A drive lower in the pound since the Tory party conference on Wednesday has continued as rumours swirl over the tenure and future of Theresa May. Media reports suggest that around 30 MPs and 5 cabinet ministers are behind a plot to oust the PM and start a leadership contest within the party. The three favourites at the bookmakers to take over the position as leader of the Conservative party are Boris Johnson at 3/1, Jacob Rees-Mogg at 7/1 and David Davis at 15/2, all of whom would likely tilt Brexit policy towards a ‘harder’ stance and subsequently sterling is being marked down.

In the ashes of the general election it looked likely that she would resign but that proved to not be the case. We still don’t think she’ll resign but if Downing St communications policy is misguided enough to schedule a hastily arranged press conference then traders will be thinking one thing and one thing only; a fall for the pound would surely follow.

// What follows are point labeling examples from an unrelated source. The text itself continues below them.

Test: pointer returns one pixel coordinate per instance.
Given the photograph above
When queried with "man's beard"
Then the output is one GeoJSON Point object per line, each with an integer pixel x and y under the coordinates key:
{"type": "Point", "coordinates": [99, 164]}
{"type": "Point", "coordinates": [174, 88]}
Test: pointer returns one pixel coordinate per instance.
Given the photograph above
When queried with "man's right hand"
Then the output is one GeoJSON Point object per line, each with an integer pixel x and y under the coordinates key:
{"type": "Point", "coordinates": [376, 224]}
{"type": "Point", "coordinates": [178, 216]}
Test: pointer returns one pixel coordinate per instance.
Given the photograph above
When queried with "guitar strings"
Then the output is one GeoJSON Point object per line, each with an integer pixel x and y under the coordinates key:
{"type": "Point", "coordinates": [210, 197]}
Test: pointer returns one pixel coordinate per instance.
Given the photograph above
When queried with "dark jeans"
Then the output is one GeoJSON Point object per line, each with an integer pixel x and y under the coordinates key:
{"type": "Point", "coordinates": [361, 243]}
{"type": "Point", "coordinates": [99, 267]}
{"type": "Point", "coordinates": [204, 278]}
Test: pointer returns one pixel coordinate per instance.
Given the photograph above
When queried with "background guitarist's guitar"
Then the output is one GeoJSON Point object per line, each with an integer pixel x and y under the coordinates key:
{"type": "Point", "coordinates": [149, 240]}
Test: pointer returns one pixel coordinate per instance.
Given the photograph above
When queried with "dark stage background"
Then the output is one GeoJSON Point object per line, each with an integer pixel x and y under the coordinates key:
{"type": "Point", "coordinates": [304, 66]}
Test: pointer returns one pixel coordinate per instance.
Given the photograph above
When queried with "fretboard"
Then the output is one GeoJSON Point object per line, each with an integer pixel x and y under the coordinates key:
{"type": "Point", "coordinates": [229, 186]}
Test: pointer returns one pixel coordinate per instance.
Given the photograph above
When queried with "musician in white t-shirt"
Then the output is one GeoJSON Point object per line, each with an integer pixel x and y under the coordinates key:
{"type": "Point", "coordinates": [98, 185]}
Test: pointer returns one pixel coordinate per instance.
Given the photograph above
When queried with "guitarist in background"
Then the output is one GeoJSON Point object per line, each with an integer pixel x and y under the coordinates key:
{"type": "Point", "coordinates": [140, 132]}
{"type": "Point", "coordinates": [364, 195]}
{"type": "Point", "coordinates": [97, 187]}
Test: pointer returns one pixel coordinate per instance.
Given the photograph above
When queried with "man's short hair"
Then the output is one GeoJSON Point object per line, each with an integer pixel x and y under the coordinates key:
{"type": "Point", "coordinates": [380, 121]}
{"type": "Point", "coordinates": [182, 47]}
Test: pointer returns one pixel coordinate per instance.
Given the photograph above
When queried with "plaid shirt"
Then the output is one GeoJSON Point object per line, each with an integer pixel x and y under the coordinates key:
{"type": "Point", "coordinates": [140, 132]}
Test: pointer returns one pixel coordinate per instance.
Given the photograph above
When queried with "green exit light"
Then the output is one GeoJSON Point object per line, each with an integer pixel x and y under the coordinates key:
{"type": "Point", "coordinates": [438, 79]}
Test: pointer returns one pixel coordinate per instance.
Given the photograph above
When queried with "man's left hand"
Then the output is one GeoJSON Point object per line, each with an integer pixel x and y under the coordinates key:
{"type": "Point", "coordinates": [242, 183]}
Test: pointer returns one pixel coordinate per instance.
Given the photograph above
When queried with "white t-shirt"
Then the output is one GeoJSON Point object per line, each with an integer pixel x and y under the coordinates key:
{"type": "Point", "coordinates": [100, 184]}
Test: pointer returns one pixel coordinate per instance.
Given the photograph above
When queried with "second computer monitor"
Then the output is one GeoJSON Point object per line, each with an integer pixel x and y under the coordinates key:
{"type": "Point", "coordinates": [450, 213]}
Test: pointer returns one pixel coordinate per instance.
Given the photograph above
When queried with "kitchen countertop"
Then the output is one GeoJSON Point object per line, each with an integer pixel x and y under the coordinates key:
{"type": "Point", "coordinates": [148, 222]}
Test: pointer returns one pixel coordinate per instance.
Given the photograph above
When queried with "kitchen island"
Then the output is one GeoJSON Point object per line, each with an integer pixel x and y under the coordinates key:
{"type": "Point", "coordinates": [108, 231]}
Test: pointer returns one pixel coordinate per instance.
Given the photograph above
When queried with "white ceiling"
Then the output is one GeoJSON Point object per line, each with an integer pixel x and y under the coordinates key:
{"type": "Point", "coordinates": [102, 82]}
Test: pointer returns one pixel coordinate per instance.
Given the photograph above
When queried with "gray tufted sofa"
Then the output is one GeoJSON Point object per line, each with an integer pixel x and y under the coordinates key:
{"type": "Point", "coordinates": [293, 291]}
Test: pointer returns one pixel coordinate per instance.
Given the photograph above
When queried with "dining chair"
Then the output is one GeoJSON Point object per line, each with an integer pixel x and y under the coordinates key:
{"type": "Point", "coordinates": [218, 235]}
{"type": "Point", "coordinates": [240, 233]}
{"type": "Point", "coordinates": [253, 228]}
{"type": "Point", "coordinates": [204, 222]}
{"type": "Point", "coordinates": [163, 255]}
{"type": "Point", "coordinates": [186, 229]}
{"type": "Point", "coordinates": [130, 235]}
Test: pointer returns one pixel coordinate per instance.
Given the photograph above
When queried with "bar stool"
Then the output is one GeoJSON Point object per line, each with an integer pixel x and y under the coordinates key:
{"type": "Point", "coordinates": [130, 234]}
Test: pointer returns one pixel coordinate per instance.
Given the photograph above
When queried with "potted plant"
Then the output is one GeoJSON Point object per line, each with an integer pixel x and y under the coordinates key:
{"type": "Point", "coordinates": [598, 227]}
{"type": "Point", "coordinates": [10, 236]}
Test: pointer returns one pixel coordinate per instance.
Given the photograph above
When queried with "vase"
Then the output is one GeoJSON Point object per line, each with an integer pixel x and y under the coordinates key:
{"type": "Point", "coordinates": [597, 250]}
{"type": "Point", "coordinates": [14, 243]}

Overnight BoE member Ian McCafferty told students that “until recently, financial markets had appeared to believe that, almost regardless of how the economy behaved, Brexit-related uncertainties effectively tied our hands until after the United Kingdom had left the European Union. This, we felt, was a misreading of our reaction function.” McCafferty was always going to vote for a rate rise and the odds of borrowing costs rising in November have remained at around the 76% level overnight.

USD: Jobs day in America

The latest reading of US payrolls are, unsurprisingly expected to have been disrupted by the 2017 Atlantic hurricane season – looking at images of Florida, Puerto Rico, Texas, Louisiana and other states impacted, it’s easy to see how the destructive weather will have impacted economic activity.

As such, rather than usual 200,000ish estimate for nonfarm payrolls that we’ve grown accustomed to, economists are expecting a much more sombre 90,000 reading. Even if the figure comes in at double or half of expectations, it still won’t influence the Fed’s deliberations too much and as such, markets shouldn’t read too much into it either.

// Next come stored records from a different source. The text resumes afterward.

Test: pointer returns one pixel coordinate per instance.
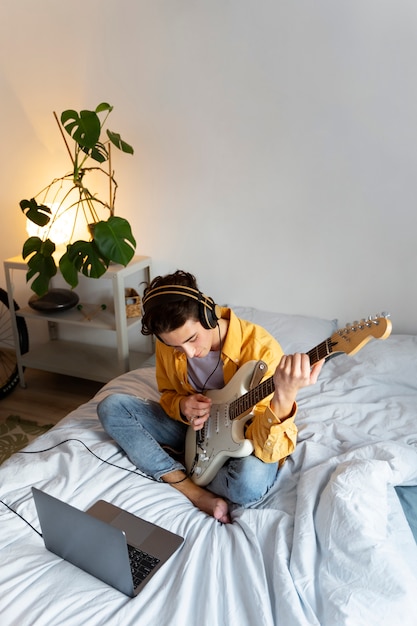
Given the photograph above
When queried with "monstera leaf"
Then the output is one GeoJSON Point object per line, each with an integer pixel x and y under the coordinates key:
{"type": "Point", "coordinates": [41, 264]}
{"type": "Point", "coordinates": [115, 240]}
{"type": "Point", "coordinates": [85, 257]}
{"type": "Point", "coordinates": [37, 213]}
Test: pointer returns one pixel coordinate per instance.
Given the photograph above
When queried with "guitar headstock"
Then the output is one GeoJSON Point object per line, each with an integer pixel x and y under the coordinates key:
{"type": "Point", "coordinates": [354, 336]}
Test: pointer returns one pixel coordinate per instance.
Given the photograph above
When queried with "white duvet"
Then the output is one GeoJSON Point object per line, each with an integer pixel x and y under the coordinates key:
{"type": "Point", "coordinates": [329, 546]}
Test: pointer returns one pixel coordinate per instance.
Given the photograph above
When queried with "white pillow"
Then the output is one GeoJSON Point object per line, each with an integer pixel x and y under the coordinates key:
{"type": "Point", "coordinates": [295, 333]}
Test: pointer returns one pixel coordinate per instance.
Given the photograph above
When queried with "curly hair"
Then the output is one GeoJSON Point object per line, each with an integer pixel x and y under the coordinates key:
{"type": "Point", "coordinates": [163, 315]}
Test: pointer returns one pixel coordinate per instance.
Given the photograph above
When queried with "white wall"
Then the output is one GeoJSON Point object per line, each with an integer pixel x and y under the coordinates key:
{"type": "Point", "coordinates": [276, 140]}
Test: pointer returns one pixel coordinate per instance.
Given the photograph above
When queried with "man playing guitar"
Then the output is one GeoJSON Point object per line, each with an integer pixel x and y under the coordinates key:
{"type": "Point", "coordinates": [200, 348]}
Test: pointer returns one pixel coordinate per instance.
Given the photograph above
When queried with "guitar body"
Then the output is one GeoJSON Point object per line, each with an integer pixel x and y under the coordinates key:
{"type": "Point", "coordinates": [221, 437]}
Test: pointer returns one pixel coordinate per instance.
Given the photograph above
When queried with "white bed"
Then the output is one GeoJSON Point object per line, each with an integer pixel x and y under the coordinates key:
{"type": "Point", "coordinates": [329, 546]}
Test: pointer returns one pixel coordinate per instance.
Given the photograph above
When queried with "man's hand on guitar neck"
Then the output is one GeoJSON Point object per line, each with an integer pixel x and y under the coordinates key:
{"type": "Point", "coordinates": [196, 410]}
{"type": "Point", "coordinates": [292, 374]}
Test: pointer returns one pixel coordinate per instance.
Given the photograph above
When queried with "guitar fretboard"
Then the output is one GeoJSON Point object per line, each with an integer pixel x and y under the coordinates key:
{"type": "Point", "coordinates": [245, 403]}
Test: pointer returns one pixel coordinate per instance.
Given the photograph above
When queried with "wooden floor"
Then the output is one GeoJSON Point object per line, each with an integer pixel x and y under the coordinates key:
{"type": "Point", "coordinates": [47, 397]}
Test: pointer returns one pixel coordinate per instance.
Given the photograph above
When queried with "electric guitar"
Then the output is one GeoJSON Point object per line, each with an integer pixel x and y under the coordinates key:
{"type": "Point", "coordinates": [223, 434]}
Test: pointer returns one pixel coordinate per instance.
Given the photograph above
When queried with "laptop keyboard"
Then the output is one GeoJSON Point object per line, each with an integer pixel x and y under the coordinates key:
{"type": "Point", "coordinates": [141, 564]}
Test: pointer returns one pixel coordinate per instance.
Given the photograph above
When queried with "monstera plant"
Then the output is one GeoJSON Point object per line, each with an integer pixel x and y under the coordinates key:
{"type": "Point", "coordinates": [110, 238]}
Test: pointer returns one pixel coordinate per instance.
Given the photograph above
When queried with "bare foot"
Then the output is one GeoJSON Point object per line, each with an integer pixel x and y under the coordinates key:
{"type": "Point", "coordinates": [204, 500]}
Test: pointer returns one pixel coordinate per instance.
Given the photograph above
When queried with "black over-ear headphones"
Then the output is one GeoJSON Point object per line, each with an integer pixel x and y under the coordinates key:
{"type": "Point", "coordinates": [208, 311]}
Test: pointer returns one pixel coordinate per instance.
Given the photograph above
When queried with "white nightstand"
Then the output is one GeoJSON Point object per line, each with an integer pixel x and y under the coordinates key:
{"type": "Point", "coordinates": [75, 358]}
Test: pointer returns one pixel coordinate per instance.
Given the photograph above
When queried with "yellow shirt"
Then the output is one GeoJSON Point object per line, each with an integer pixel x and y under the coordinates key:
{"type": "Point", "coordinates": [273, 439]}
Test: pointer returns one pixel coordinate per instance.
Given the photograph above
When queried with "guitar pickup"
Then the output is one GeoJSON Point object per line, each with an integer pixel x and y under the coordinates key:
{"type": "Point", "coordinates": [259, 372]}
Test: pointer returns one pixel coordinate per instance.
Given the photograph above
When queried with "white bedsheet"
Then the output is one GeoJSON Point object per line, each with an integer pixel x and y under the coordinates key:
{"type": "Point", "coordinates": [329, 545]}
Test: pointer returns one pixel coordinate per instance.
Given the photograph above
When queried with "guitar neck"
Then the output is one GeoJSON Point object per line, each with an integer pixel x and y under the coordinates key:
{"type": "Point", "coordinates": [246, 402]}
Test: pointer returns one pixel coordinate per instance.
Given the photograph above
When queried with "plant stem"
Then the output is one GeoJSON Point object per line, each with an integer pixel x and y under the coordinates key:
{"type": "Point", "coordinates": [64, 138]}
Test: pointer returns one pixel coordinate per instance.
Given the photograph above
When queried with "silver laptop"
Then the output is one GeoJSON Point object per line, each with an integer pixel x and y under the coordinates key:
{"type": "Point", "coordinates": [106, 541]}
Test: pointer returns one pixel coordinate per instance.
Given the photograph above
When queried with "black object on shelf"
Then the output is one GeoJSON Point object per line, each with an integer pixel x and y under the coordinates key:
{"type": "Point", "coordinates": [54, 301]}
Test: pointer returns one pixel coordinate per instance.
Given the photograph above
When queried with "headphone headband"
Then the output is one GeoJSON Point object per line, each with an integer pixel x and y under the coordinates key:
{"type": "Point", "coordinates": [175, 290]}
{"type": "Point", "coordinates": [209, 312]}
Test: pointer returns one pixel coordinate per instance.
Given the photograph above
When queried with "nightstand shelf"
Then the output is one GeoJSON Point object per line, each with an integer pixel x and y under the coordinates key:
{"type": "Point", "coordinates": [74, 358]}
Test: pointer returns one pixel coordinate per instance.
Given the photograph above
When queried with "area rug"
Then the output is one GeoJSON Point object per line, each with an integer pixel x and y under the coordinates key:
{"type": "Point", "coordinates": [16, 433]}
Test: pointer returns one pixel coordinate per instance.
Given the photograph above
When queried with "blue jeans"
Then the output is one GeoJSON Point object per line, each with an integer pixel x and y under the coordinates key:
{"type": "Point", "coordinates": [141, 427]}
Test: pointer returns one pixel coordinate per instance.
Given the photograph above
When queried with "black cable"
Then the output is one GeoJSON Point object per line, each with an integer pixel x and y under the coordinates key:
{"type": "Point", "coordinates": [126, 469]}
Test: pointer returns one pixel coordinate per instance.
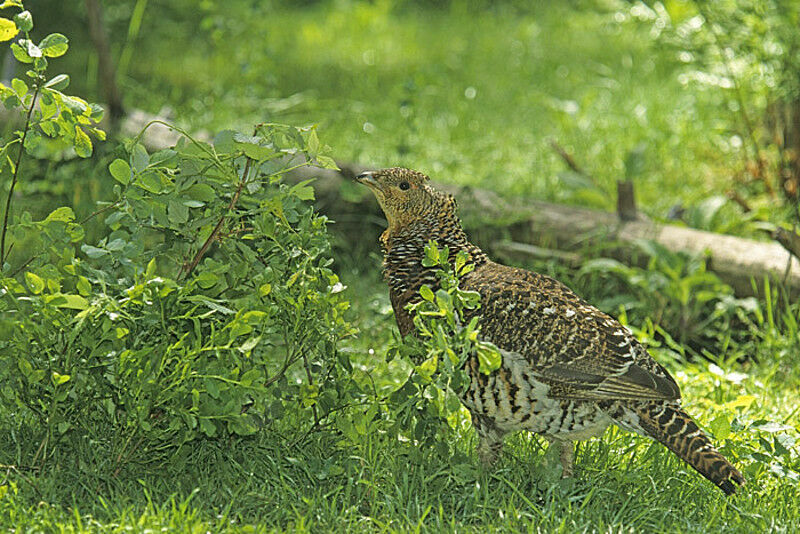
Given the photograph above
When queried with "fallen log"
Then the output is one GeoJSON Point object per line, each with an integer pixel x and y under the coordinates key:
{"type": "Point", "coordinates": [504, 226]}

Despite both the nonfarm payrolls headline figure and unemployment rate being quick to react to the hurricane-induced volatility, wages data won’t be quite as sensitive. As such, it’s these figures the dollar will look to for a guide on inflation, direction and just how much pressure the Fed is under to raise rates. Average hourly earnings are expected to keep pace with the prior month at 2.5% Y/Y.

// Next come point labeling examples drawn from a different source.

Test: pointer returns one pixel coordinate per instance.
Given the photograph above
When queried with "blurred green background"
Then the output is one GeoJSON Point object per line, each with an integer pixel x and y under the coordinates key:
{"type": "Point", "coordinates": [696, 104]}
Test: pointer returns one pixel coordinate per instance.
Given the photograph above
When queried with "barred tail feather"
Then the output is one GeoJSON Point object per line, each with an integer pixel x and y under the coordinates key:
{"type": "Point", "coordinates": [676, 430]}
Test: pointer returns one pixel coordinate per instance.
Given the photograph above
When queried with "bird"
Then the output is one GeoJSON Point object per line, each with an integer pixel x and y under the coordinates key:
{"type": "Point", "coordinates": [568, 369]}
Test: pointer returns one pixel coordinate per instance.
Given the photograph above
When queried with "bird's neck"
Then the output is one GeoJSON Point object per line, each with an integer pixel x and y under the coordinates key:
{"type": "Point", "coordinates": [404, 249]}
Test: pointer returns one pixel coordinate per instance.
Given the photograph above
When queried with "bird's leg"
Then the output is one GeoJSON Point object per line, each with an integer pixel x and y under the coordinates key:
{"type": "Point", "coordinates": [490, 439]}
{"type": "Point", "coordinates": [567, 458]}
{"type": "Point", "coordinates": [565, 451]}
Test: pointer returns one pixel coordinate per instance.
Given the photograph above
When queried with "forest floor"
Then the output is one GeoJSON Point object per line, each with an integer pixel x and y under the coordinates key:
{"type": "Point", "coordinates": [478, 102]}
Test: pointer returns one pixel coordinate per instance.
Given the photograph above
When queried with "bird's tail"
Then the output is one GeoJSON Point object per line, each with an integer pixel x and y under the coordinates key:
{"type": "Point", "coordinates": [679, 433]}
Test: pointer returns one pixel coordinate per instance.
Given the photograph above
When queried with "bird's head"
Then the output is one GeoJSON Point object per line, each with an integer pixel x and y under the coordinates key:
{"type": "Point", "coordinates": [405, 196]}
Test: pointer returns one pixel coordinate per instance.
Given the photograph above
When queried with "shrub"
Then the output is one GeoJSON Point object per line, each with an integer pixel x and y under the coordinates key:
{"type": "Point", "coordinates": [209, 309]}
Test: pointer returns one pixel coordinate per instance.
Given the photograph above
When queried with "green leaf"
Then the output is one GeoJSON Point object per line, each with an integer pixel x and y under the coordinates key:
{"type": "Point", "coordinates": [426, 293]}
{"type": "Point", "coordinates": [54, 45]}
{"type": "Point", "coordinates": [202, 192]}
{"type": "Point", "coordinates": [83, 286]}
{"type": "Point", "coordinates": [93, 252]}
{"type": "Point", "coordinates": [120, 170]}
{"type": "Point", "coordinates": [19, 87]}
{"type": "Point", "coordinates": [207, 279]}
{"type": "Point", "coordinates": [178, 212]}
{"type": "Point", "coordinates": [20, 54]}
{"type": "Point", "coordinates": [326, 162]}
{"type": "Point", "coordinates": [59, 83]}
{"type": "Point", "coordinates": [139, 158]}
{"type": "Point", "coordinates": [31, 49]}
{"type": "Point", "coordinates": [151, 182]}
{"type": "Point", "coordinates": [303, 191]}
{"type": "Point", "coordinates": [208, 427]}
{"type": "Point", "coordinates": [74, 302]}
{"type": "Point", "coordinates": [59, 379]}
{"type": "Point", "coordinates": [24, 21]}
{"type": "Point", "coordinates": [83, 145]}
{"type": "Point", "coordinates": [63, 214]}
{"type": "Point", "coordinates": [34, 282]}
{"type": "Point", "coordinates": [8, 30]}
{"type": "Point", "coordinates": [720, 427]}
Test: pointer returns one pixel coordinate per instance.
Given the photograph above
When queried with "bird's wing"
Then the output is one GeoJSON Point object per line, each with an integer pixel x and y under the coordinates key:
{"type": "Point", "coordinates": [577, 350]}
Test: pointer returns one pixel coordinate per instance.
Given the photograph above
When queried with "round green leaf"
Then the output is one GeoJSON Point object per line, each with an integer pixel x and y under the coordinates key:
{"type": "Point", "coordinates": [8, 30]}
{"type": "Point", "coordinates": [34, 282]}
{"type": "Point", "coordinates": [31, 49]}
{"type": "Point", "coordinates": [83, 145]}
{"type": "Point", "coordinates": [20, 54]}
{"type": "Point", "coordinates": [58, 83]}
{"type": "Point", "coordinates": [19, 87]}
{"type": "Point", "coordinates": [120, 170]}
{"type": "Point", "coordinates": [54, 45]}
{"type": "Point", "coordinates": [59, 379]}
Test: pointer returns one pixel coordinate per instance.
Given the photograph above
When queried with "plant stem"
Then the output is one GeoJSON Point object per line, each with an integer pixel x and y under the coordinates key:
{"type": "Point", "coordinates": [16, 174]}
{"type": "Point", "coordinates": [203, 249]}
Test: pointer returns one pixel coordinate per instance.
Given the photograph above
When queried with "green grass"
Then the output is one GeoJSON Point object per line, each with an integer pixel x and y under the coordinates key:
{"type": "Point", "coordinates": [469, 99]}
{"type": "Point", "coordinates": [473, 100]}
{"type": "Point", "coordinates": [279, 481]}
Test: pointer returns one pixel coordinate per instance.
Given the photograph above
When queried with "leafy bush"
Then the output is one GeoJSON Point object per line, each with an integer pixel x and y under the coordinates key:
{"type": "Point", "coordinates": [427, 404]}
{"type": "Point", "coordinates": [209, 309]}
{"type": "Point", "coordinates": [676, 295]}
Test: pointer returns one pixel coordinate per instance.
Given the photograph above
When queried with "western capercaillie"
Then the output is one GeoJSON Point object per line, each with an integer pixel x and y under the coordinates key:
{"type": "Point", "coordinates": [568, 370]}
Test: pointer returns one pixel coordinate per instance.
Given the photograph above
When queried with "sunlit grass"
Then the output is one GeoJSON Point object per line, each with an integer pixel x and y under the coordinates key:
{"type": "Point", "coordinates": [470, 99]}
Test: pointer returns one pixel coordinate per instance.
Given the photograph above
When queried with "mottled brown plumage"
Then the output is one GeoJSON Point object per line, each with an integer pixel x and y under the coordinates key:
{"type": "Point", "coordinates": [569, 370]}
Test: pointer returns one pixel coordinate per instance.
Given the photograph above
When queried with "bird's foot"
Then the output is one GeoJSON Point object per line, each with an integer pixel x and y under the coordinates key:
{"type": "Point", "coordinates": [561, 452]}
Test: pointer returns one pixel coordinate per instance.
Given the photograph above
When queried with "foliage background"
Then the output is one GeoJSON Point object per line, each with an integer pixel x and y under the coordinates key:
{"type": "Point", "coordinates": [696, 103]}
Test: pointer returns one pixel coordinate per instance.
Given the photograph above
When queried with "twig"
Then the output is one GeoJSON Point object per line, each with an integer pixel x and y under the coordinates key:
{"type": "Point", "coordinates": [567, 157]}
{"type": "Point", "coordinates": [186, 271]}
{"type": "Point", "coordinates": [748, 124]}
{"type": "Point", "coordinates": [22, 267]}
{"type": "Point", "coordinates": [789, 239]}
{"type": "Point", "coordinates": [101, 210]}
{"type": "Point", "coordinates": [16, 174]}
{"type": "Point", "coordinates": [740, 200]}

EUR: Is the pressure starting to tell?

According to the El Pais newspaper in Spain the pressure is starting to tell on the Catalan authorities ahead of the weekend with rumours of a leadership split and a ‘stall’ on the independence process. Prime Minister Mariano Rajoy is set to chair a cabinet meeting on Catalonia today with businesses in the region also starting to express their dissatisfaction with the situation.

At the margin a snap independence decision over the weekend does seem a little less likely this morning but we reiterate our guidance from yesterday that we would not be surprised if investors sold the euro heading into the weekend in preparation of a painful opening on Sunday evening.

Have a great day and a better weekend.